The conference, known as NatCon, promotes “the rich tradition of national conservative thought as an intellectually serious alternative to the excesses of purist libertarianism, and in stark opposition to political theories grounded in race.”

Uh huh.

Maybe it should be no surprise that the man who fist bumped the insurrectionist crowd on Jan. 6, who wrote “Manhood: The Masculine Virtues America Needs,” and who fought the Affordable Care Act as an attorney in the Hobby Lobby case has come out for Christian nationalism.

But I’m going to wager that some of you don’t really know what that is and perhaps have not even heard of it.

Only a third of U.S. adults say they have heard of Christian nationalism and have a favorable or unfavorable view of it, according to a February Pew Institute poll.

But 60% of Christians haven’t heard of it.

More Democrats than Republicans have (55% to 36%). So why are conservative politicians bandying around the term like it’s the next commandment on those stone tablets God gave to Moses?

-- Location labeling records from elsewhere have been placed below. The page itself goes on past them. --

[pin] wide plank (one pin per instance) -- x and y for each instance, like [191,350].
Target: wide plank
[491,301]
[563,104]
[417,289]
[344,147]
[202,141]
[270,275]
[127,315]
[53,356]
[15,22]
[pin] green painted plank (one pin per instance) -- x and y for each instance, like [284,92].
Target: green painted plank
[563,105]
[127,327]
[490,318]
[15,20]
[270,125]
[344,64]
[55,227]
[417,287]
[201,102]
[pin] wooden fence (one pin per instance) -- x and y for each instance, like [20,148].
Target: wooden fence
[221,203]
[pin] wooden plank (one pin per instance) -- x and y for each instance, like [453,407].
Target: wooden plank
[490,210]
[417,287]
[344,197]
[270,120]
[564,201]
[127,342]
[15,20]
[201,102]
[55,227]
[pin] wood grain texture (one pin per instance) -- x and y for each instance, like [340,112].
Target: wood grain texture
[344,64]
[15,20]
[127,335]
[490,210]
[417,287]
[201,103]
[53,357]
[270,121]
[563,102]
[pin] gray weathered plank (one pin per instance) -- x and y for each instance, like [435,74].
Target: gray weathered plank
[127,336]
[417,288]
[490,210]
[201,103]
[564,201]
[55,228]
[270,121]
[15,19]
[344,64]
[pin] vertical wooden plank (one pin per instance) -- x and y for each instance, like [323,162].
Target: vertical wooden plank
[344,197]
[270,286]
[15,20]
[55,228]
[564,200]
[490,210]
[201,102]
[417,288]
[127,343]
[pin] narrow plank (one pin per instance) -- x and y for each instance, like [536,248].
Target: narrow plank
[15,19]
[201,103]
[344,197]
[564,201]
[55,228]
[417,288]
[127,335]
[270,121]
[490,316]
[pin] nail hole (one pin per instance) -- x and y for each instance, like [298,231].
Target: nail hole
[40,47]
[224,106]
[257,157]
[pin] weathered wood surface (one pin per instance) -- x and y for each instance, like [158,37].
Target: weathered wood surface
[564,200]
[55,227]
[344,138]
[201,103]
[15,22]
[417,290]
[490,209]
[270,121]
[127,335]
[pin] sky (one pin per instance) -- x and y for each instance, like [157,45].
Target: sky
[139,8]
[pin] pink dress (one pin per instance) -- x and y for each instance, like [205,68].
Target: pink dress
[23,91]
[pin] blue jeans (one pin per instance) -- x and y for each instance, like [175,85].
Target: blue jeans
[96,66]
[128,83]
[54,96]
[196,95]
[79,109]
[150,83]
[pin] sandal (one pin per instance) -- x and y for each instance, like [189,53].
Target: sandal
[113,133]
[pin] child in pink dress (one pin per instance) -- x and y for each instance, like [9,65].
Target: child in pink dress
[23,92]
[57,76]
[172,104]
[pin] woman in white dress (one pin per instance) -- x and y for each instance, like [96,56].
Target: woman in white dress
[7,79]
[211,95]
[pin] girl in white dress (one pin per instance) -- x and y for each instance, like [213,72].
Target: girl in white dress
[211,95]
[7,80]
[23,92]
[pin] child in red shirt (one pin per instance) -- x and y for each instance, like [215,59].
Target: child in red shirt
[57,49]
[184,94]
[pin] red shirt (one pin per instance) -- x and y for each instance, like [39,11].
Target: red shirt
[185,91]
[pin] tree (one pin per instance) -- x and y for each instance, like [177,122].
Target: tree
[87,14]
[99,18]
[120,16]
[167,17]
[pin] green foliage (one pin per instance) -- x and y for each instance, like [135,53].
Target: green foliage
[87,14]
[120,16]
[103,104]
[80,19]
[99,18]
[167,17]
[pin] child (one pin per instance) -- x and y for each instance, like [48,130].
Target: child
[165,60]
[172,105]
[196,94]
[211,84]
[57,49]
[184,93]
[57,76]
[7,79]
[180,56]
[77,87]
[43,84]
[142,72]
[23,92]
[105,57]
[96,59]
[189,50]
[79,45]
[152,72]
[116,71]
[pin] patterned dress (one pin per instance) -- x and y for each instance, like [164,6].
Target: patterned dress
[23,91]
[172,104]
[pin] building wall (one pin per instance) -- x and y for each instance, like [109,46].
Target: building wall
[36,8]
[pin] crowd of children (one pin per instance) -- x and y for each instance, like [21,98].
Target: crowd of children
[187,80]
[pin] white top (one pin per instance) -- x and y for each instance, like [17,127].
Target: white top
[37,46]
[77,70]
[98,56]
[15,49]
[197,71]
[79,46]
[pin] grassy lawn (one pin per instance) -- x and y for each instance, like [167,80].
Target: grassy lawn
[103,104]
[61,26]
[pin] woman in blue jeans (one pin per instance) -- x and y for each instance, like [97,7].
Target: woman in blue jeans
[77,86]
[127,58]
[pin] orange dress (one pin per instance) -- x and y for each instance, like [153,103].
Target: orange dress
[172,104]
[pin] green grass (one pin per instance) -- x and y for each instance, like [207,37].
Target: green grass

I’ve challenged Hawley before on what he says he believes. In his 4,300-word treatise, “Our Christian Nation,” for the magazine First Things, Hawley seems to understand the true origins of Christianity and favors Jesus Christ over “the strong man.”

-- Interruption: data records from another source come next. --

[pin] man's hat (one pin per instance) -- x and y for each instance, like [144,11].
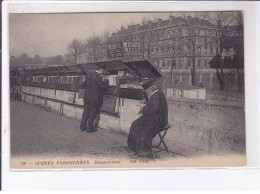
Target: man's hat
[147,85]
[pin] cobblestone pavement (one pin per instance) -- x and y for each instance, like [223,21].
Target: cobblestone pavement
[35,132]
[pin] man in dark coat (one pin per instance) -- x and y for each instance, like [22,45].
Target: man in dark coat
[94,87]
[154,118]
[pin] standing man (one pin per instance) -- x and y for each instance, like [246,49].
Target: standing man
[154,118]
[94,87]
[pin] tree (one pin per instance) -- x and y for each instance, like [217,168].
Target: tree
[75,48]
[94,48]
[190,35]
[105,40]
[24,59]
[223,21]
[239,55]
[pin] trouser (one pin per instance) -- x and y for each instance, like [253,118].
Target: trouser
[90,114]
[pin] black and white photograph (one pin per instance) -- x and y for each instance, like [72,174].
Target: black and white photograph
[127,90]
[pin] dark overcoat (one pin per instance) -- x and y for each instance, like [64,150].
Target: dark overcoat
[94,89]
[154,118]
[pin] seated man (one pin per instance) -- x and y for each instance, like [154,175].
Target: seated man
[154,118]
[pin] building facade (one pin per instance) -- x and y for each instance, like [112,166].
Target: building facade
[175,43]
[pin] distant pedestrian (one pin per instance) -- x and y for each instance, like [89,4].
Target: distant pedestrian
[94,87]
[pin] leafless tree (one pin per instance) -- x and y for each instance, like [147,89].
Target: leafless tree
[223,21]
[104,39]
[75,48]
[93,48]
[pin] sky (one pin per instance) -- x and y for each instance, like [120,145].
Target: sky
[48,35]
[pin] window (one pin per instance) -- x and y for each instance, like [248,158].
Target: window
[205,49]
[162,50]
[180,32]
[168,50]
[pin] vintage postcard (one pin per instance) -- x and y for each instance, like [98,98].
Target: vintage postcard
[127,90]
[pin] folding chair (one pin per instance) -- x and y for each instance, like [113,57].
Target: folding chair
[161,136]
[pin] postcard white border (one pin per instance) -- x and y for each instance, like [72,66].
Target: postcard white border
[139,179]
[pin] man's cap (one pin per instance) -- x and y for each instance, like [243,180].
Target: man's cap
[147,84]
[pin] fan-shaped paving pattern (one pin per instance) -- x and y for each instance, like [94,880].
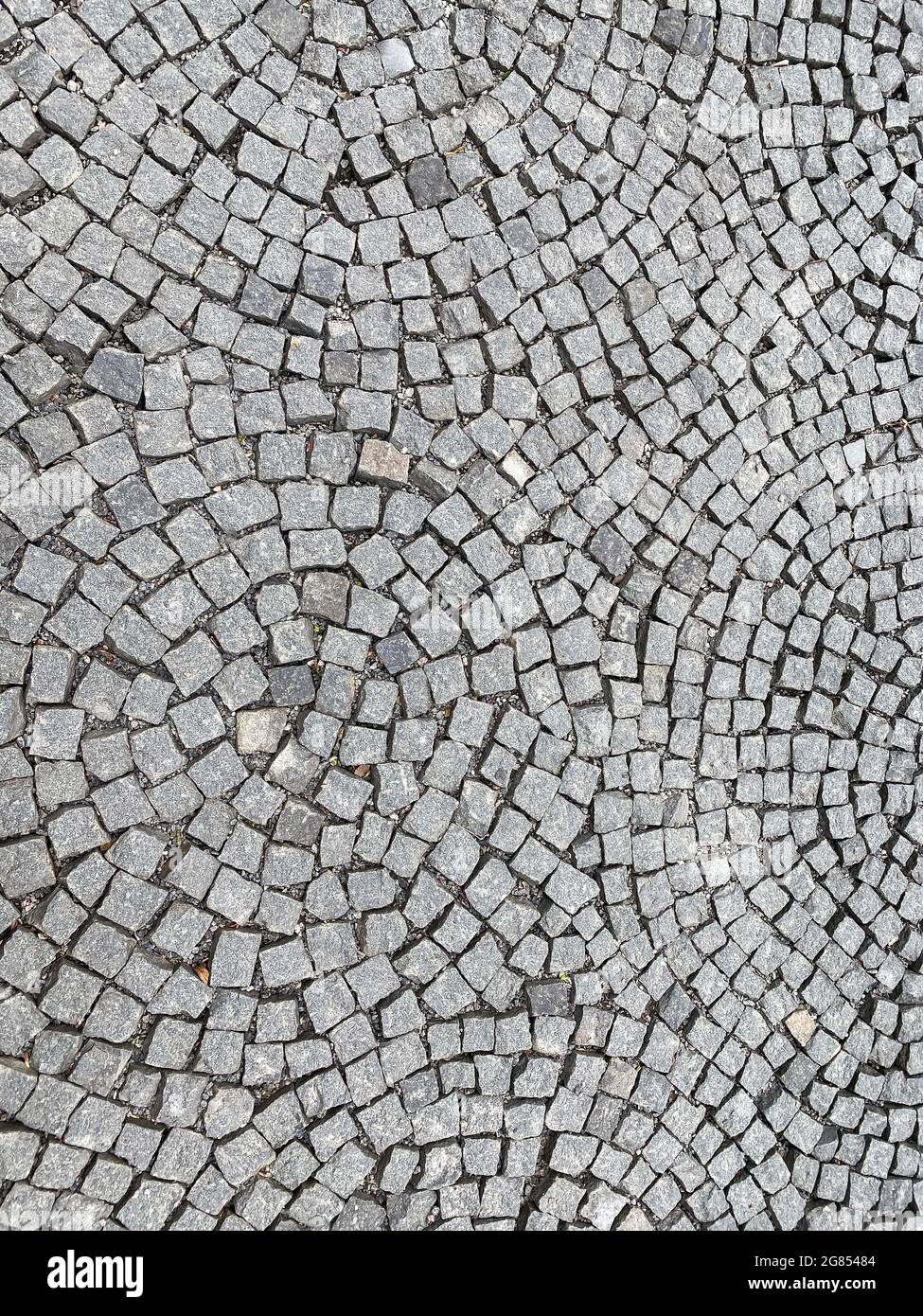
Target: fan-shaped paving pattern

So, I have to ask again, and challenge anyone claiming to be a Christian nationalist this question: Are you sure, and do you really know what you’re claiming to be?

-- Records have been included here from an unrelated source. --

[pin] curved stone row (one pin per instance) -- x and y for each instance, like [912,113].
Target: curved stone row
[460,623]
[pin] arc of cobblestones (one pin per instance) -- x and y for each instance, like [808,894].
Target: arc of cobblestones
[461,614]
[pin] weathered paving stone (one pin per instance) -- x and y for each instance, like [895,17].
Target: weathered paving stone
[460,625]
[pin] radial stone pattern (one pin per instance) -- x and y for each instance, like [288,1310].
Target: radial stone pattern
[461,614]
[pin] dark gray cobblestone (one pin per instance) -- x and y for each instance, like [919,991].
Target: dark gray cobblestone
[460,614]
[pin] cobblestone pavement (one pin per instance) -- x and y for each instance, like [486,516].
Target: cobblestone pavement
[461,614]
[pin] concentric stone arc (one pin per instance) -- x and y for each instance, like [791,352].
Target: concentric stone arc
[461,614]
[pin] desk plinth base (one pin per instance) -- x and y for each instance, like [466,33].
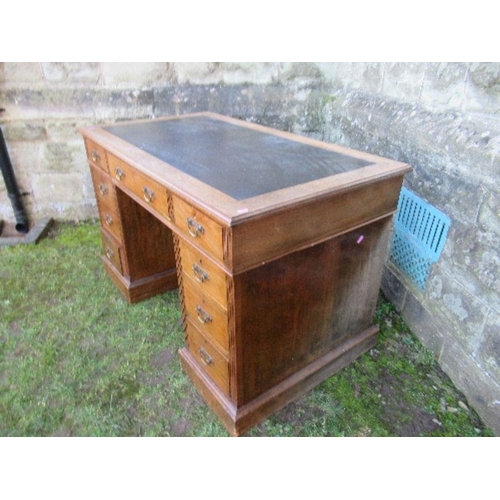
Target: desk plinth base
[135,291]
[239,420]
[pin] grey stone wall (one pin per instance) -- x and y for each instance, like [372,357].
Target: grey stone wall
[442,118]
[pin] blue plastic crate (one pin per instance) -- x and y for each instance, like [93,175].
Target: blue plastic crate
[420,232]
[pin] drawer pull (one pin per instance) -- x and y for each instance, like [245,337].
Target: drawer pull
[203,316]
[96,157]
[194,227]
[119,173]
[205,357]
[199,274]
[148,194]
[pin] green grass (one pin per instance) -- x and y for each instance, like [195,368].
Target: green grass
[77,360]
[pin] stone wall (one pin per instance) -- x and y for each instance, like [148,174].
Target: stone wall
[442,118]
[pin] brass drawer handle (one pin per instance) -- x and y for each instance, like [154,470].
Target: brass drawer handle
[102,189]
[199,274]
[96,157]
[194,227]
[119,173]
[148,194]
[203,316]
[205,357]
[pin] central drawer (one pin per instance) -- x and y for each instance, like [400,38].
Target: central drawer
[208,316]
[198,228]
[110,220]
[147,190]
[208,357]
[211,280]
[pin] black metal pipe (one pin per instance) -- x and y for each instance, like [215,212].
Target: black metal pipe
[22,224]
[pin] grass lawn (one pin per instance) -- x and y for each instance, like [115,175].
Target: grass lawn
[77,360]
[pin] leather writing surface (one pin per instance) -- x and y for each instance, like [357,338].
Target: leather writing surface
[236,160]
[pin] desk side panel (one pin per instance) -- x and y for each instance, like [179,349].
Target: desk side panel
[295,309]
[272,236]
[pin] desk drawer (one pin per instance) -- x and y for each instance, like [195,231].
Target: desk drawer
[209,358]
[209,278]
[103,187]
[198,227]
[112,250]
[206,314]
[96,155]
[146,189]
[110,220]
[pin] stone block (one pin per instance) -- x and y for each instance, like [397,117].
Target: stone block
[469,376]
[483,88]
[27,131]
[367,76]
[444,84]
[62,156]
[393,289]
[429,328]
[455,196]
[475,253]
[24,157]
[300,74]
[489,214]
[489,350]
[251,73]
[137,75]
[32,104]
[57,192]
[114,105]
[267,105]
[463,312]
[78,73]
[66,130]
[403,80]
[14,74]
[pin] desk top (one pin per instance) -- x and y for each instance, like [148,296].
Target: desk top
[238,161]
[236,169]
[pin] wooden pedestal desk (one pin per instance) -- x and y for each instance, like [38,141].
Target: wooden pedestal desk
[276,242]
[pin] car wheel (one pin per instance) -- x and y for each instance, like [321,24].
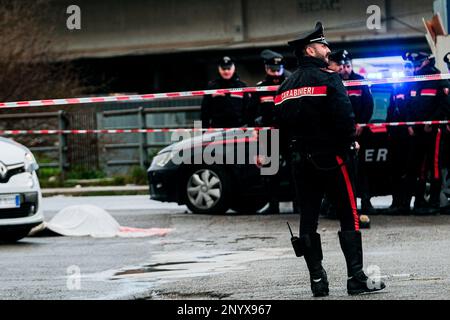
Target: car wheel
[445,195]
[13,235]
[446,188]
[207,191]
[247,206]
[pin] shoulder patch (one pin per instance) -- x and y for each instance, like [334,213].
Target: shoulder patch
[327,70]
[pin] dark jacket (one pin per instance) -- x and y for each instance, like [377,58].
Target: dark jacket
[261,110]
[362,100]
[313,111]
[224,110]
[429,99]
[398,108]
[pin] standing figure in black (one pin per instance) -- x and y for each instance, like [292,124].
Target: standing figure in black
[261,111]
[429,101]
[400,143]
[225,110]
[317,129]
[362,103]
[262,106]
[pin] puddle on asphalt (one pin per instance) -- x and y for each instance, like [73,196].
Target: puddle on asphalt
[154,268]
[172,265]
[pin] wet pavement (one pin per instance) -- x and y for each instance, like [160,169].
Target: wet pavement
[219,257]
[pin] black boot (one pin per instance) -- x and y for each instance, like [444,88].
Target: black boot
[313,256]
[367,207]
[357,282]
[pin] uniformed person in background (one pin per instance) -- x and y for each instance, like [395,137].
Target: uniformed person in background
[429,101]
[399,143]
[337,61]
[262,107]
[225,110]
[317,129]
[362,102]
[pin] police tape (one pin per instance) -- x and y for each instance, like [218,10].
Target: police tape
[199,93]
[117,131]
[205,130]
[401,124]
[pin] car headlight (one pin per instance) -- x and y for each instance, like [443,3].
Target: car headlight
[162,159]
[30,163]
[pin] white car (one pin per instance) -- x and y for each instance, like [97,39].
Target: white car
[20,192]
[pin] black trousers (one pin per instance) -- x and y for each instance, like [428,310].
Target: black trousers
[400,147]
[425,161]
[330,175]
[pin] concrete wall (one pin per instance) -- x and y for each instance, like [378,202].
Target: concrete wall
[111,28]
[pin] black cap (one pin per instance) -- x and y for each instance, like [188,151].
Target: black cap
[340,57]
[315,36]
[447,58]
[272,59]
[416,58]
[225,62]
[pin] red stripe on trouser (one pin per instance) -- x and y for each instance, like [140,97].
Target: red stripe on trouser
[436,155]
[350,193]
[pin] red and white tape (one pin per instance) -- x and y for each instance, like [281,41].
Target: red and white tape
[114,131]
[401,124]
[199,93]
[210,130]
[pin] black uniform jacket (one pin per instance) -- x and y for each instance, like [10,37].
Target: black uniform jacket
[429,99]
[224,110]
[398,108]
[261,111]
[313,111]
[362,100]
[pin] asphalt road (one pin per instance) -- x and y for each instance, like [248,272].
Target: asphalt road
[219,257]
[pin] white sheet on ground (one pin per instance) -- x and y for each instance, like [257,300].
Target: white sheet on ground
[89,220]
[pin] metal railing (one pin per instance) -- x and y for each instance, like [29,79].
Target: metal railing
[142,144]
[60,148]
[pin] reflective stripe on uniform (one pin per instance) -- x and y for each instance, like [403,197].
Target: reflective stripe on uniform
[355,93]
[436,155]
[350,192]
[320,91]
[267,99]
[428,92]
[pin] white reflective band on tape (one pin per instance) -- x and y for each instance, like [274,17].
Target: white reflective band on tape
[198,93]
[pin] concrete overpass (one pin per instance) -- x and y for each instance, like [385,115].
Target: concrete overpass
[140,27]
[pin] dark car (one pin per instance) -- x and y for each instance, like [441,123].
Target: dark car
[215,188]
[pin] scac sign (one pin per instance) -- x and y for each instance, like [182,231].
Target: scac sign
[375,155]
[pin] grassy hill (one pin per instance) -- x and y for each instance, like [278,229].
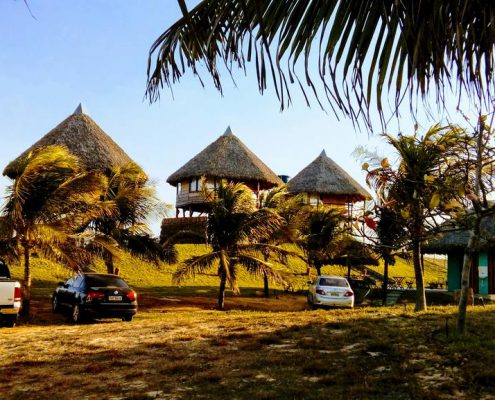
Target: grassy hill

Christian nationalism is not Christian, and it goes beyond the idea that we live in a Christian nation.

Let’s take a look.

I’m not a Bible scholar, nor an expert in the study of Christian nationalism. So, I turned to someone who is: Andrew Whitehead is an Indiana University professor of sociology and executive director of the Association of Religion Data Archives at the Center for the Study of Religion and American Culture.

He has written two books, “Taking America Back for God: Christian Nationalism in the United States” and “American Idolatry: How Christian Nationalism Betrays the Gospel and Threatens the Church.”

I asked Whitehead to explain the term to someone who has never heard of it.

“Christian nationalism is the desire to see the fusion of a very particular expression of Christianity with American civic life. And it believes that this particular expression of Christianity should undergird all of what America is and how it operates and that the government should defend and preserve this form of Christian nationalism as the cultural ideal in the United States.”

Notice that Whitehead uses the term “particular expression of Christianity” a lot. That’s because there are lots of expressions of faith in America and the world. But Whitehead said this kind of expression combined with nationalism brings with it what he calls “cultural baggage.”

“The Christian of Christian nationalism is focused on one particular type and it isn’t just kind of Orthodox historic Christian beliefs like, ‘I believe in the divinity of Jesus,’ or that ‘God is three parts in one,’ or those types of things.”

Key elements of Christian nationalism

Whitehead identified four key elements in Americans surveyed that show how strongly they embrace Christian nationalism:

• Authoritarian social control (we live in a chaotic world and need order)

• Desire for a traditional patriarchal social hierarchy (men lead; women support)

• Strict ethnoracial boundaries (white, natural-born, Anglo-Protestant)

• Populism and a tendency toward conspiratorial thinking (us versus them).

From a historic Christian perspective these beliefs go against the teachings of Jesus Christ in so many ways: God gave us free will to make decisions and mistakes. Women followers of Christ led in the early church. Jesus preached to a multicultural following. Jesus invited everyone to the table.

The puzzle pieces of Christian nationalism simply don’t fit into the larger picture of Christianity.

My biggest concern is that because so many people don’t really know what Christian nationalism means, the only way they’ll find out is from political candidates who aren’t explaining the whole story.

To be certain, it’s more than being patriotic and loving God.

So if you really believe we live in a chaotic world and need a white, male savior to take America back from all of the others, then maybe you are a Christian nationalist.

But if you are someone with conservative values who loves Jesus and apple pie, maybe you aren’t. And that’s OK.

Yvette Walker is a columnist for The Kansas City (Mo.) Star.